別の善の考えをすれば、起こった不善の考えは消滅する。

 

 

2、次に、1によって別の善を伴った相を思惟しているときに、もろもろの悪しき不善の考えが起こったならば、その悪しき考えの危難(adinavo  upaparikkhitabbo)を観察すべきである。

〈これらの考えは不善である、罪過がある、苦の果報がある〉と観察すれば、その不善の考えは消滅する。

 

 

3、次に、2によってその不善の考えの危難を観察しているときに、もろもろの悪しき不善の考えが起こったならば、それらの考えを億念せず(asati)思惟しないようにすべきである。

それらの考えを億念せず(asati)思惟しないならば、その不善の考えは消滅する。

例えるならば、目の見える人が、視野に入ったものを見たくない場合、目を閉じるか別のものを眺めるか、するようなものである。

 

 

4、次に、3によってそれらの考えを億念せず(asati)思惟しないようにしているとき、もろもろの悪しき不善の考えが起こったならば、それらの考えの考えを形成する相を思惟すべきである。

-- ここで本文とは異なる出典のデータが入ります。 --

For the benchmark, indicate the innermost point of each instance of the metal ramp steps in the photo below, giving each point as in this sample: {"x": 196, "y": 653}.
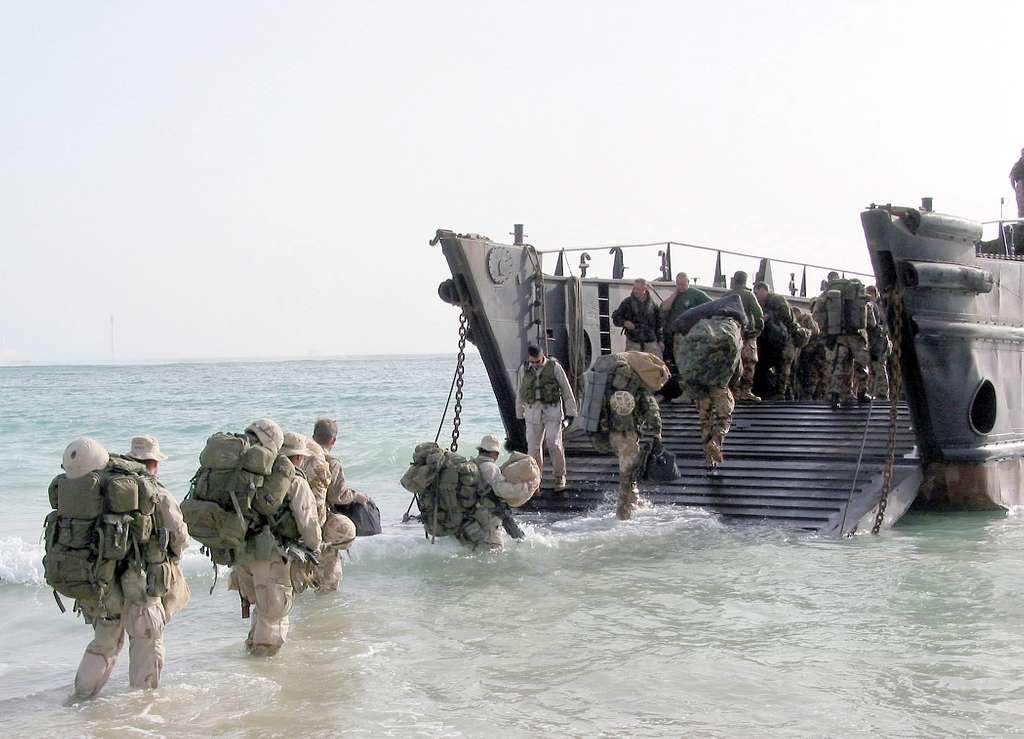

【考えを形成する相】とは、〈この考えは何によるのか、いかなる縁により、いかなる根拠によって起こるのか〉と、もろもろの考えの根本と根本因とを思惟すべきであるという意味。

 

 

5、次に、4によってそれらの考えの、考えを形成する相を思惟しているときに、もろもろの悪しき不善の考えが起こったならば、歯に歯を置き、舌で顎を圧し、心で心を抑えるべきであり、押さえつけるべきであり、砕くべきである。

 

 

不善の考えについて、このように説かれます。

1、別の善の考えをする

2、悪しき考えの危難(悪い結果を引き起すこと)を観察する

3、悪しき考えを憶念しないようにする

4、悪しき考えが起こった縁(根本因のこと)を考える

5、それでもだめなら、歯を食いしばって強い意志で悪しき考えを打ち砕く

 

 

そうすれば、〈もろもろの考えの法門の道に自在の者〉〈希望する考えを考える者〉〈希望しない考えを考えない者〉〈渇愛を断った者〉〈正しく慢を止滅し、苦の終わりを作った者〉となる。

 

 

この経典では、悪しき考えに対する、歴史上の仏陀のそれを滅しようとする強い意志が感じられます。

 

天台本覚思想の影響をもろに受けた日本仏教では、「煩悩はそのままでいい」「煩悩があるから悟れる」「煩悩即菩提」などとなってしまいましたが、仏陀の真意とはほど遠いものです。 

 

私も、最近になってこのような仏陀の真意を知るまでは、このような仏陀とはかけ離れた考えを仏教だと思ってきたので、悔やまれます。